2019年にセダンのS60が上陸した際に、限定のスペシャル・モデルとして少量だけ販売されたS60T8ポールスター・エンジニアード。ボルボのモータースポーツ活動を担うポールスターがチューンした、システム総出力が420馬力というパワフルなプラグイン・ハイブリッドは瞬殺で完売した。乗り出し1000万円はする高いボルボだが、コレが結構人気があって、2021年モデルとして今度はS60に加えてV60とXC60にもラインナップされた。もちろん今回も台数限定で、S60は15台、V 60は20台、X C60は30台が販売される。このうち、箱根で行われた試乗会ではワゴンのV60に乗った。

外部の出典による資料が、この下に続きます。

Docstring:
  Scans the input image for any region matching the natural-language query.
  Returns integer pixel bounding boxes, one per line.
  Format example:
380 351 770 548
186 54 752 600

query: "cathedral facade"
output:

乗ってびっくり。速いのにも驚いたが、乗り味が高級なことにもっと驚いた。レースで鍛えた減衰力調整式のオーリンズのダンパーやタワーバー、6ポッドのブレンボのキャリパーといったいかにもハードコアなパーツで武装しているので、さぞ乗り心地も硬くて大変だろうと思ったら、コレが大間違い。硬いことは硬いけれど、しっとりしたところもちゃんとあって嫌な感じが全然しない。サーキットに持ち込めばそれなりの走りをするとは思うが、このクルマの真骨頂は高速道路で長距離を走るようなシーンだと思う。速度が増すにつれてどんどんフラットになる上質で気持ちのいい走りは感心するほかない。

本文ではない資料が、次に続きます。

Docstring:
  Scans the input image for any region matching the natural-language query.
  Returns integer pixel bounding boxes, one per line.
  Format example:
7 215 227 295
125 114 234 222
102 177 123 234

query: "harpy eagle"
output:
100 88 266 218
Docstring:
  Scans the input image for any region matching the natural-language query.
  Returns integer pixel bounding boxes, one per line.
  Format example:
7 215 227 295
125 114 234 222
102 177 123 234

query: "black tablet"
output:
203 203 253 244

モーター駆動による走り出しもスムーズそのもので、エンジンが加勢をはじめても荒々しさはなく、とにかく滑らか。体感的には、よくできた大排気量のマルチシリンダー・エンジン車に乗っているような感じだ。一見すると地味。室内のデザインも基本的にほかのボルボと同じだが、シートベルトが黄色になり、このクルマが特別なボルボであることをさりげなく主張している。価格は税込で919万円。速いクルマは好きだけれど、目立ちたくないという人にぴったりのボルボです。